Le dialogue de l’espoir
Pour que le dialogue, qui sera lancé aujourd’hui au Centre international de conférences Abdou Diouf de Diamniadio ne soit pas un dialogue de plus, différents acteurs de la société civile tracent la voie et déclinent leurs attentes.
Des dialogues sur le fonctionnement de la justice, il y en a eu beaucoup. Mais rarement ils n’ont suscité autant d’espoir. Considérés par beaucoup, à tort ou à raison, comme des victimes eux-mêmes de la justice à double vitesse, le président de la République et son Premier ministre engagent le premier point de la réforme majeure qu’ils promettent en ce qui concerne le fonctionnement des institutions. Tout en saluant l’initiative, le président du think thank Afrikajom Center, Alioune Tine, exhorte : ‘’Il y a eu effectivement beaucoup de concertations. Il faut maintenant qu’on avance. Je pense que dans le cadre de la rupture et de la réforme des institutions, ce gouvernement n’a pas droit à l’échec. Il est tout à fait heureux de les voir entamer la nécessaire réforme des institutions par le secteur névralgique de la justice. Cela montre, à mon avis, qu’ils ont pleine conscience de ce qu’ils ont à faire.’’ Pour Alioune Tine, ‘’il faut définitivement mettre un terme à la justice du ‘kumba am ndey et de kumba amoul ndey’ (justice à double vitesse)’’, pour éradiquer le sentiment d'injustice qui a fini d’habiter une bonne partie des citoyens.

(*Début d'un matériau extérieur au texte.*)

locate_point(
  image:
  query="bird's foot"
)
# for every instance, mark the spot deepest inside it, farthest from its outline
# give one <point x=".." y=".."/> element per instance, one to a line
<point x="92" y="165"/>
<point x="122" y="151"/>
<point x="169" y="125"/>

De l’avis du doyen, Sonko et Diomaye n’ont guère le choix. ‘’C’est à eux de voir s'ils veulent une rupture systémique ou s'ils veulent faire comme tous les autres. S'ils font comme tous les autres, ils auront la sanction comme tous les autres l'ont eue. Si on leur a donné une légitimité aussi forte, c'est pour leur dire : changez-nous le Sénégal, en dépit des forces de résistance au changement qu’ils peuvent rencontrer. Je pense qu’ils sont bien conscients de ces aspirations du peuple qui les a portés au pouvoir’’ met en garde M. Tine.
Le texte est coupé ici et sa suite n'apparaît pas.